Wherever he went, Jones said, “It was like watching God walk by.’’
Aaron spoke often of his reverence for Jackie Robinson, and just as Aaron’s stature grew ever year, too, he wanted to make sure he left his own legacy.
“He impacted me not just as a ballplayer,’’ Aaron said of Robinson, “but as a human being. He was more than a ballplayer. He was someone who knew what the plight of most Black folks were in baseball. He went from the playing field to helping people realize that although he was able to play baseball, baseball still had to do something for minorities.
“Dr. [Martin Luther] King was fighting for equal rights in one area, and Jackie was fighting for equal rights in another.’’
And Aaron was always fighting too, speaking out on the racism and injustices, saying he was proud to be an American, but just wanting so much more for this country.

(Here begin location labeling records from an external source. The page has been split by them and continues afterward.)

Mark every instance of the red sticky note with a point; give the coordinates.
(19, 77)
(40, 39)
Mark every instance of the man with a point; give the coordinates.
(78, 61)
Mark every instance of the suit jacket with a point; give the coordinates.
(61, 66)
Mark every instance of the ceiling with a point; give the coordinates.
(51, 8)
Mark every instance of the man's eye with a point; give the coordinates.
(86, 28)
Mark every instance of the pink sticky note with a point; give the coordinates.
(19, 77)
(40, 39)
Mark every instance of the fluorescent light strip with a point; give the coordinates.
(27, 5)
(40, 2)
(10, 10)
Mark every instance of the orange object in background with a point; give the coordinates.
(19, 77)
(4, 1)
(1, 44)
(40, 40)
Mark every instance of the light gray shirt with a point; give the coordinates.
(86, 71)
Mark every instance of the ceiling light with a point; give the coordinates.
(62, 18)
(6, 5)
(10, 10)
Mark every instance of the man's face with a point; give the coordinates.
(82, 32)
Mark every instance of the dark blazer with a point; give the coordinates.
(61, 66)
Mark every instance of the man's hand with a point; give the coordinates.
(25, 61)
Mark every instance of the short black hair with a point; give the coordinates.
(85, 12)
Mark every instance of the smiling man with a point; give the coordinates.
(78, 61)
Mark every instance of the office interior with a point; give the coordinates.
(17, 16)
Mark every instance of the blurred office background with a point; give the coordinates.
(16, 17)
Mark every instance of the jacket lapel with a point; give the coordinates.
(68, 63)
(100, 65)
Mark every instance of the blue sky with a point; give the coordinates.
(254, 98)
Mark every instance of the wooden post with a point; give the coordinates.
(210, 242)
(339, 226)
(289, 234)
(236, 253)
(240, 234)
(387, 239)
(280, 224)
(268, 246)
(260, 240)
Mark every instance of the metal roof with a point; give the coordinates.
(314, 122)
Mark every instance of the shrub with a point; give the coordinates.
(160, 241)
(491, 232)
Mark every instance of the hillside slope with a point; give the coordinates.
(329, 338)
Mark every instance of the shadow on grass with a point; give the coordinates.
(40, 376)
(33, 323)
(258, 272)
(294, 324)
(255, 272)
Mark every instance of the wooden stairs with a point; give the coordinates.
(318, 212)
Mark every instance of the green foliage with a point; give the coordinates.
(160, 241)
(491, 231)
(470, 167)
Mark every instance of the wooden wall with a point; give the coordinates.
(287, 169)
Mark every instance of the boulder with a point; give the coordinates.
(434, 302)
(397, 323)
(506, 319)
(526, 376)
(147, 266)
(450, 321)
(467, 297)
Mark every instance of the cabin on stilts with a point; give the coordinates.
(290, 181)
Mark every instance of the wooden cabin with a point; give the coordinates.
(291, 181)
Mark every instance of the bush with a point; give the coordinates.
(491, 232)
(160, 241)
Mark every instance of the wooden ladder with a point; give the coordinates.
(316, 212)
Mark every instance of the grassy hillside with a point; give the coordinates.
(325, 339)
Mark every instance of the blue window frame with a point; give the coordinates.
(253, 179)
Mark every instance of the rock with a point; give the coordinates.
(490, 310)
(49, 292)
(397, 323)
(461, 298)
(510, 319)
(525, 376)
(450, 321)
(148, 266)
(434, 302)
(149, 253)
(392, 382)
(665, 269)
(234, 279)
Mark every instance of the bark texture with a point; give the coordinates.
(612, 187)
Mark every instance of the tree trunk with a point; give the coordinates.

“He never missed an opportunity to lead,’’ Obama said in a statement, remembering Aaron’s recent public vaccination with civil rights leaders.
Aaron’s stature grew exponentially after his playing career ended, with Selig, one of his closest friends, helping Aaron become more comfortable in public to share his thoughts and vision for this country.
“Hank Aaron was not only one of baseball’s greatest players,’’ said Ken Burns, the renowned documentary filmmaker, “but was also a remarkable hero whose perseverance and forbearance in the face of unspeakable racism is a testament to the human spirit.’’
That’s what I’ll remember most about Aaron, the class and eloquence of a man who was so badly wronged and mistreated in life, but refused to let ignorance and bigotry stop him from sharing his innermost thoughts and views of the world around him.
The immediate sadness is overwhelming and at some point I’ll stop poring over the afternoon I was blessed to be with an American hero, who was fearless bearing his soul.
But, man, the legacy of Henry Louis Aaron is going to live forever.